確かに、いくら信頼のできる大好きな人だとしても、振られたその日に手紙を託しに行くとは考えにくい。

 そのあと、どこで何をしていたのか分からないけれど……。旅行バッグに荷物をつめて家を出て、髪を金髪に染めて派手な服装をしていたってことは、きっとこの辺りにいたのではないような気がする。

 なんというか、そういう行動って〝変わりたい〟という願望のように思えてならない。今まで、自分の中にそんな願望があったわけではないのだけど……。

「栗林君はこの二週間、夕璃と連絡を取ろうと思わなかったの?」

 不思議そうな、というよりは、不満そうな表情の菜々が少し責めるような視線をテッちゃんに向けた。テッちゃんもそれを感じたようで、戸惑ったように目を泳がせている。

 菜々から見たら、付き合っているのに二週間も連絡を取らないの? という感覚なのかもしれない。だけど、テッちゃんはなんでそんなに当たりがキツいのか分かっていない。

「いや、普段なら頻繁に連絡とっていたんだけどさ……」

「あのね、菜々。私、あの日フラれたの」

 明るい口調でハッキリと言い切ると、菜々が口を大きく開けたままぽかんとした顔でしばらく静止してしまった。

「……えっ……うそ」

「ほんと。でも、テッちゃんの答えはきちんと分かったうえでの告白だったから」

「けど、じゃあ、家出の原因って……」

 菜々は言いかけてテッちゃんを気にして慌てて口をつぐんだ。

 私も若干そうかな? と思わなくはなかった。だって、振られた時には覚悟していたはずなのに、思った以上にダメージがあったから。

 それは、この二週間の記憶を失った今も引きずっている。

 だけど、そんなことでお父さんを一人残して家を出たりするのだろうか? とも思う。

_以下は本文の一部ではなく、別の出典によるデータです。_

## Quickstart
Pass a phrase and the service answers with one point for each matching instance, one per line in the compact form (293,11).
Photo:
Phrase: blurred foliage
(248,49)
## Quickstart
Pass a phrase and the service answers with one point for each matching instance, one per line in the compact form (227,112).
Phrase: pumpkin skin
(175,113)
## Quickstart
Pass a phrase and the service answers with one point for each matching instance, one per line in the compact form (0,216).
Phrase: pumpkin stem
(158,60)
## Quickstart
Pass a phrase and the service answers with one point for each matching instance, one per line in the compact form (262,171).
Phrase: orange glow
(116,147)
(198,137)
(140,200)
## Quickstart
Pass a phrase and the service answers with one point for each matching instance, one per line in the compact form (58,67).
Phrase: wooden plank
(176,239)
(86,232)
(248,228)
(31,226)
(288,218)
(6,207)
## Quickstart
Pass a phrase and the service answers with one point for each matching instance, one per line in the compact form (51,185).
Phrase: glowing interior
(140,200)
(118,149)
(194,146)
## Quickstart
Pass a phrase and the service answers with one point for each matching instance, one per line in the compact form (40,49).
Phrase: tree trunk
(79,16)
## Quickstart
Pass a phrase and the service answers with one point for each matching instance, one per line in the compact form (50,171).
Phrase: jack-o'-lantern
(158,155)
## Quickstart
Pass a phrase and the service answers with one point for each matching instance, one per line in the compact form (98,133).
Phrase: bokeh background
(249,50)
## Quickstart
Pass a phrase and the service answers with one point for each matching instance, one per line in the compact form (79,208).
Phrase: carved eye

それよりも、だれかお客さんが来ていたということが気になっていた。

「お客さんが来ていたみたいなんだよね。お客さん用のティーカップが流しに置いてあったってお父さんが言っていたの。その人と一緒に家を出たのかもしれない」

「客? って、誰?」

「それは分からないんだけど……」

 ということは、結局は何もわからない。だけど、その誰かわからないお客さんがキーパーソンだろうと思える。だって、その人が来たのが何時なのか分からないけど、テッちゃんと別れた後に誰かと家であったことは確かで、そのあとに家を出ているはずだから。

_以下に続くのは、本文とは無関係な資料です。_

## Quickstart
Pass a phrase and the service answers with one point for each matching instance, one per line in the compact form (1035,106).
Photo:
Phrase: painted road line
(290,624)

「ねえ、私はテッちゃんに手紙を託していないんだよね?」

「手紙? さっき宮城もそんなこと言っていたよな? 何も預かってねえよ」

「そっか……」

 菜々宛に書いていた、あの謎かけのような手紙を見せようか迷った。菜々もおそらく「見せないの?」という表情でこちらを見ている。

 だけど、フラれた直後に家出して自殺まで考えていたなんて、テッちゃんに知らせるべきだとは思えなかった。